Krannert School of Management students are continuing to live up to the school’s prestigious name.
The Kraft Foods Group corporation held its first Data Dive competition, in which five Krannert undergraduate students made up the winning team.
“I picked a team of five students from my class to participate and compete in one category – segmentation,” said associate professor of management Mohammad Rahman. “They won, beating graduate students and MBA master’s students from other Big Ten universities like Northwestern, Indiana University and other Chicago area schools.”
The knowledge the students brought into the competition was primarily what they learn from Rahman’s MGMT 488 class, which teaches electronic commerce and information strategies.
“We didn’t do anything (to prepare) except spend time understanding Kraft’s business model,” said Rahman.
This non-stop, 23-hour competition started on Saturday morning, with rules that contestants are not allowed to leave the building or premises. The competition provided computers and analytic tools for the students.
“They were not allowed to take in anything except their brain,” said Rahman. “Their work was actually real data from Kraft from their consumer database.”
The spring semester of 2015 was the first time Rahman offered this class.
“What I’m teaching is all the e-commerce-related concepts,” said Rahman. “It’s hands-on; I make them work on assignments where they have to work with practical data.”
Kraft doesn’t allow the contestants to discuss what they have worked on in the competition, but one of the judges told them he admired the team’s data-analytic approach.
“We were shocked to hear our names announced for the win,” said junior in managing information systems Rachel Crouch in a Krannert news release. “It was even more shocking to learn the judges had selected us unanimously.
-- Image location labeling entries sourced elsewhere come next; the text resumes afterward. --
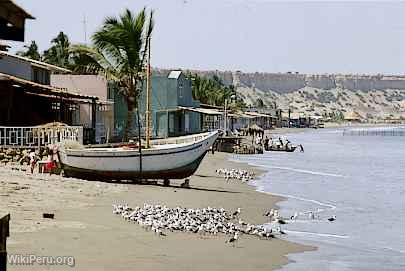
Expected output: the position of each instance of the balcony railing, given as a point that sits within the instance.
(34, 137)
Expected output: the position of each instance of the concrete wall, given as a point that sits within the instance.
(15, 67)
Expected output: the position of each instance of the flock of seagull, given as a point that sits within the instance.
(160, 219)
(235, 174)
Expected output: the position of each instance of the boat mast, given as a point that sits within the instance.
(148, 100)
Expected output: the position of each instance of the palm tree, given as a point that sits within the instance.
(31, 51)
(119, 54)
(58, 54)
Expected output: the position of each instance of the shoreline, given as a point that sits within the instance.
(85, 227)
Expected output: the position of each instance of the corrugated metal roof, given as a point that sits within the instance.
(46, 88)
(256, 114)
(37, 63)
(202, 110)
(15, 9)
(174, 74)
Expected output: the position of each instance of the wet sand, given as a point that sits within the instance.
(84, 226)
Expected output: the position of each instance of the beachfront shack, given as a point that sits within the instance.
(96, 86)
(12, 21)
(28, 99)
(174, 111)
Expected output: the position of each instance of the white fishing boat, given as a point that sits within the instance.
(173, 158)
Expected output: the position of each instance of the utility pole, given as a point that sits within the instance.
(148, 100)
(85, 28)
(225, 116)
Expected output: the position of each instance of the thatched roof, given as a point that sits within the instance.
(255, 128)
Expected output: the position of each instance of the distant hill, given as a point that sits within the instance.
(372, 96)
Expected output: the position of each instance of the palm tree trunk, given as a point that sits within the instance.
(130, 117)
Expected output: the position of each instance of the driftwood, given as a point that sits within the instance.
(4, 233)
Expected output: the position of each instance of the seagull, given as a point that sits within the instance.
(280, 221)
(280, 231)
(333, 218)
(295, 216)
(236, 213)
(269, 213)
(233, 239)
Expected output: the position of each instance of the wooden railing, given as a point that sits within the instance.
(25, 137)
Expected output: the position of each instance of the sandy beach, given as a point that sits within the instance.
(84, 226)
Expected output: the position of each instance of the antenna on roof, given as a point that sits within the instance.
(85, 28)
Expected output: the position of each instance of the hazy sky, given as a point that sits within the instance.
(247, 35)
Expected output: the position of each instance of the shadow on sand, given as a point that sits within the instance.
(155, 183)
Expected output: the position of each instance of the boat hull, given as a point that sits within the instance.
(164, 162)
(291, 149)
(175, 173)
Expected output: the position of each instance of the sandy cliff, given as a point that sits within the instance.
(372, 96)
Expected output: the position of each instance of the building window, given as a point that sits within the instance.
(55, 106)
(40, 76)
(110, 91)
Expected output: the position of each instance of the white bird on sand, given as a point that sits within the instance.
(280, 231)
(269, 213)
(234, 239)
(333, 218)
(237, 212)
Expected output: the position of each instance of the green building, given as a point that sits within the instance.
(174, 111)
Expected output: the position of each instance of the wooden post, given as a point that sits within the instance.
(93, 120)
(4, 233)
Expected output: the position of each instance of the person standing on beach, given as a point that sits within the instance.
(33, 160)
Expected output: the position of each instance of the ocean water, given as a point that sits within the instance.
(360, 179)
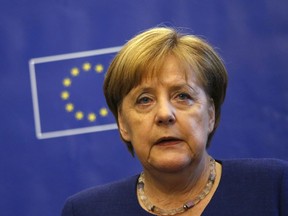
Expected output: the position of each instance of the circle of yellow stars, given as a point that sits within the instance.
(65, 94)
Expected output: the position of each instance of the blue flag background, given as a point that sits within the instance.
(67, 93)
(54, 141)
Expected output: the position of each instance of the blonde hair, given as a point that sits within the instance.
(144, 54)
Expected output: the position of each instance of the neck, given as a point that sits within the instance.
(184, 183)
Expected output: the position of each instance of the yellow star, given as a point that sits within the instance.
(99, 68)
(67, 82)
(69, 107)
(75, 71)
(79, 115)
(86, 66)
(65, 95)
(103, 112)
(91, 117)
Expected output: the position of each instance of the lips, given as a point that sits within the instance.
(168, 141)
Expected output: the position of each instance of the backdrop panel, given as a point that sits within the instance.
(40, 167)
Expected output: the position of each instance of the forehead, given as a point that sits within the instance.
(170, 68)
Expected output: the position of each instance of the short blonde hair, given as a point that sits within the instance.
(144, 54)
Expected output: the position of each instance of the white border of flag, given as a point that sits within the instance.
(45, 135)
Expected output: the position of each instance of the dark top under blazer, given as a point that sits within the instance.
(256, 187)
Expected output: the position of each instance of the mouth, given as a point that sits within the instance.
(168, 141)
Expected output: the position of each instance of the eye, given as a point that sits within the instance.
(184, 96)
(143, 100)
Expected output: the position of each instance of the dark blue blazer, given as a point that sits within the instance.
(248, 187)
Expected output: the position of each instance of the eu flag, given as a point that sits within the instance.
(67, 93)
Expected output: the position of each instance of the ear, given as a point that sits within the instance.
(211, 113)
(123, 129)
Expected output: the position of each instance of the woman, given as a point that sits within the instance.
(165, 90)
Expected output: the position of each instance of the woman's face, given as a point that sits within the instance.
(167, 119)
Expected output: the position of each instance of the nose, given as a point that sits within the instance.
(165, 114)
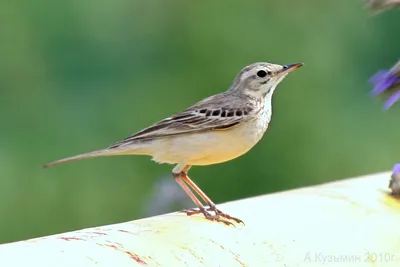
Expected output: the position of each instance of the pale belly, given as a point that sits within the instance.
(209, 147)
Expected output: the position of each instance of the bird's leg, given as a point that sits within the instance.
(207, 215)
(212, 206)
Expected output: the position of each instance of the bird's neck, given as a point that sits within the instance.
(267, 105)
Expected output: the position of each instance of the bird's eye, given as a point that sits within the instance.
(261, 73)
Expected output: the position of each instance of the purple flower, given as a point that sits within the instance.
(387, 82)
(396, 169)
(394, 183)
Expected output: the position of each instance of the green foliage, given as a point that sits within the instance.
(76, 76)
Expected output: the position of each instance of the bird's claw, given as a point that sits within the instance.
(217, 217)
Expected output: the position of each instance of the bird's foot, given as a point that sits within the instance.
(218, 214)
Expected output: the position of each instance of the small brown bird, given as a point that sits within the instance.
(217, 129)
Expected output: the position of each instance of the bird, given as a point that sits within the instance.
(214, 130)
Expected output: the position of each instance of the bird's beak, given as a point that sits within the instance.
(290, 67)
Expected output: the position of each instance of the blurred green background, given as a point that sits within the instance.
(76, 76)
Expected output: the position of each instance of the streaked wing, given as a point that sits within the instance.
(218, 112)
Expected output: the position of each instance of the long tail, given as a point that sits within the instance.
(98, 153)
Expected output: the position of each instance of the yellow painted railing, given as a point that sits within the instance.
(352, 222)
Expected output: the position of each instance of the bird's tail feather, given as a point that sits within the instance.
(98, 153)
A judge approached us after the announcement and commended our mathematical approach, an approach taught to us in MGMT 488 this semester.”
The techniques Rahman teaches his students are close to his research and he is passionate about e-commerce related issues.
“What I tell my students is that when you look at business problems, it’s hard to say that (one thing) is the solution, but what you can say is that I am using the right approach to reach a good insight,” said Rahman.